Two years ago she began to hunt packs who were hunting Enid, maiming the lot of them who tried to eliminate the alpha wolf. Bodies were discarded and Wednesday grew colder each passing day.
Enid’s friends and Wednesday’s schoolmates from their time at Nevermore had a hand in tracking the packs and wolves who were hot on Enid’s disappearing trail and, without fail, would always beat the mutts there first, attacking and killing on sight if she needed to. She was content and glad that Enid’s friends were still searching for her too but their efforts were not as grave as Wednesday and she would not accept their physical help, only accepting to work alone.

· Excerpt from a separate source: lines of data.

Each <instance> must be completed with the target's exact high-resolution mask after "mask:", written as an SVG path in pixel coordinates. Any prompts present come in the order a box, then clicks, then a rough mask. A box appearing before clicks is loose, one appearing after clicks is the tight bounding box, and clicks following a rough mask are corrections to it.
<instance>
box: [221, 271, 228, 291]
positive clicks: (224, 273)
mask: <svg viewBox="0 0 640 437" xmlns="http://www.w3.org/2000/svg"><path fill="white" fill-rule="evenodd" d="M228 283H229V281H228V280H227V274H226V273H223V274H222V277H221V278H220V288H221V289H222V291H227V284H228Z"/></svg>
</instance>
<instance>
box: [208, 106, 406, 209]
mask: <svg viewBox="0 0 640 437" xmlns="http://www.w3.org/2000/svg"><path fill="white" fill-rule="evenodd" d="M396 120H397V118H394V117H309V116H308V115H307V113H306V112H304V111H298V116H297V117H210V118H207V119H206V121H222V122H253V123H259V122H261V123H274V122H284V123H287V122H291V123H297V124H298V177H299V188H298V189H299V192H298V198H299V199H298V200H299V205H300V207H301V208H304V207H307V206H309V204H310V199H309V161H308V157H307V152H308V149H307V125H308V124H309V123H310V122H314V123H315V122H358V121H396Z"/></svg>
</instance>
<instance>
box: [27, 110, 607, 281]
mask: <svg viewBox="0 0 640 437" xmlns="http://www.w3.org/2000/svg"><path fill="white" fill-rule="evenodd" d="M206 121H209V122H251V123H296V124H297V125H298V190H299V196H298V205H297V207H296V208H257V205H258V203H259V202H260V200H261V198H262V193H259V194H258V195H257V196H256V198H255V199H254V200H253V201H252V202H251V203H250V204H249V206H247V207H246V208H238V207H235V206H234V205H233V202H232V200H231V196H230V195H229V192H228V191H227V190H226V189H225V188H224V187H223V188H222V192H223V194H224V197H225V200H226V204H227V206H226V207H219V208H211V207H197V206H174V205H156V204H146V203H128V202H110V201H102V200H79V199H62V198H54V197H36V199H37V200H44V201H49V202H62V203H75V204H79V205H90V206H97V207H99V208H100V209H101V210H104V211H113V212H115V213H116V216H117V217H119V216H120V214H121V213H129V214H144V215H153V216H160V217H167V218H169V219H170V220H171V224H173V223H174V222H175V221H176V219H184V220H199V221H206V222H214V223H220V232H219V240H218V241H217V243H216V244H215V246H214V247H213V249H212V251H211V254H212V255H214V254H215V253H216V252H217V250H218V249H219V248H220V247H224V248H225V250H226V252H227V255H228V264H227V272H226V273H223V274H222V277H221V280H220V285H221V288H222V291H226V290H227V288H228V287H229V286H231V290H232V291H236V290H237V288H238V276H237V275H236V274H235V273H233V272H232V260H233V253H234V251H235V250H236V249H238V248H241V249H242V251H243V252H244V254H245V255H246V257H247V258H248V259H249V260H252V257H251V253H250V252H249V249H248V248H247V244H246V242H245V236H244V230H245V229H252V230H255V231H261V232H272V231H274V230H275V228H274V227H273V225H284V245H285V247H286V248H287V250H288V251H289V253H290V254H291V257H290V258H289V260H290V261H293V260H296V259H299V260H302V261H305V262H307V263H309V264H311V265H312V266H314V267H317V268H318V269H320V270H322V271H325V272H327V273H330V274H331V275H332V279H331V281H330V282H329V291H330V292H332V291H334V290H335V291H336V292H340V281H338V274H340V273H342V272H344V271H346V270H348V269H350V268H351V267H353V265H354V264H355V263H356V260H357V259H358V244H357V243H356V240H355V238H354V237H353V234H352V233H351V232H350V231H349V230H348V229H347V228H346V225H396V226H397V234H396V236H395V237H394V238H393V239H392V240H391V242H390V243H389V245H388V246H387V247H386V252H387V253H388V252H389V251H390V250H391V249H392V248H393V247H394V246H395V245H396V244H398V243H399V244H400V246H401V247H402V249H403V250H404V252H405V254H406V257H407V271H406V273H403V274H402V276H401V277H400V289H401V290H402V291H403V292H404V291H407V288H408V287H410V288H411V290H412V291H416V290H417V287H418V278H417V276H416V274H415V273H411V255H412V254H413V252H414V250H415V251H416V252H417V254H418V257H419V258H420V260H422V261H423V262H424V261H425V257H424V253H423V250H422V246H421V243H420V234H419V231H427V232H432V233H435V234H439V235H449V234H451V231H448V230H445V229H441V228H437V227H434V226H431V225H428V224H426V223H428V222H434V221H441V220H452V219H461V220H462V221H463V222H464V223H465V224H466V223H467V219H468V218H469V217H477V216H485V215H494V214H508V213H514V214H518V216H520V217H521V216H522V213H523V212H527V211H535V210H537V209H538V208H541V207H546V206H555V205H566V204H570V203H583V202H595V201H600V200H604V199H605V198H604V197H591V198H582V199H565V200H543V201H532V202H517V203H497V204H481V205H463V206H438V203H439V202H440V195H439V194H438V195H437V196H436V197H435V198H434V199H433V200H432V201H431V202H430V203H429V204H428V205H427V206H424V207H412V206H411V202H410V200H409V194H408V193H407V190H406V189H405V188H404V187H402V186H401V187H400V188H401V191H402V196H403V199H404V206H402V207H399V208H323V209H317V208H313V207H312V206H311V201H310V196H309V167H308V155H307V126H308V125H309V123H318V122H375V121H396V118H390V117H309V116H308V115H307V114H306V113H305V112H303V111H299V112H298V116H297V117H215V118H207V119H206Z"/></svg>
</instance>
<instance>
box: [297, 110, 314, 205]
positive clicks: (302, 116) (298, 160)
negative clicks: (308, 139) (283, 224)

Without Enid, there was no reason for Wednesday to want the pull of connection. She found maintaining relationships tiresome and her schoolmates didn’t put it past her because they knew why Wednesday was growing icier every day. She didn’t have the sun beside her anymore and it was Enid who, at the very beginning, made Wednesday reconsider every choice and preconception she had about making friends.
It was all for Enid and she would not fail in bringing her back.
She couldn’t fail.
She would let Enid down, everyone else and, worst of all, she would let herself down and she will not allow that to happen.